There's a farm in Nicaragua that was very poor just a couple of years ago. But they educated themselves, expanded the farm and are now making good profit because they improved the quality of their working process.
How exactly do you go about improving your working process?
First of all, you need to know which plants you're going to grow and when. You should know which micro climate you're dealing with and what your soil is like. Good quality requires a smart treatment of nature. You'll want to harvest again and again, so you have to water your plants in a way that the soil won't begin to erode. You have to recognize the best places on your farm for a rewarding harvest. Then, you have to plant the right plants. It takes a good two to three years to get all of that right.
Some big coffee brands mix different quality blends together to make one affordable coffee blend...
I generally believe that comestibles weren't meant for industrial production. We need manufacturers that love working with food. The Müller-Brot scadal is a perfect example. Two weeks into the scandal, they were still having hygiene problems. If you have thousands of people working in a business, they won't love your product. It might work with screws or cars but not with the things we put into our mouths. You can see the results of industrical coffee farming on farms in Costa Rica or Brazil, where there is only monocultural farming without the use of shade trees. We only purchase coffee that has been grown using shade trees because this way the plants grow slower and temperatures won't drop as drastically at night.

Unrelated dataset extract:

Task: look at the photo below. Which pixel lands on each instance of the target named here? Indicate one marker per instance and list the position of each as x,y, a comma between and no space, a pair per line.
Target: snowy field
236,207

And we only buy coffee that is hand-harvested. That's another huge difference between organic and fair trade seals. Fairtrade doesn't require 100 per cent fair trade, just a very low percentage.

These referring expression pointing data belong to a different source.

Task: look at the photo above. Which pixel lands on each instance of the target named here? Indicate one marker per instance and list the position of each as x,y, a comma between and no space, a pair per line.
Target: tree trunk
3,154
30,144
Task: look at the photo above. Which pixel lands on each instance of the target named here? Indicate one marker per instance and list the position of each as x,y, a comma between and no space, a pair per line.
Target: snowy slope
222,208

So Tchibo prints a Fairtrade label on its coffee although only 9 per cent of its coffee (see last week's Taz) actually comes from certified fair farming?
So they're abusing the certificate to up their retail prices?
That's why America responded with direct trade. We're only going to buy good quality produce, so farmers will want to provide us with high quality produce. We all know each other and we'll sit down and have a cup of coffee together. Of course we'd never buy from someone who was working with toxic chemicals or employing children. And we want our farms to have trees. Not just because they make for better quality crops – there's just nothing more beautiful than a coffee farm with trees.
What happens when one of your long term business partners screws up?
Then they'll get kicked off the market permanently. The Speciality coffee market is so small. It's tiny. We all know each other.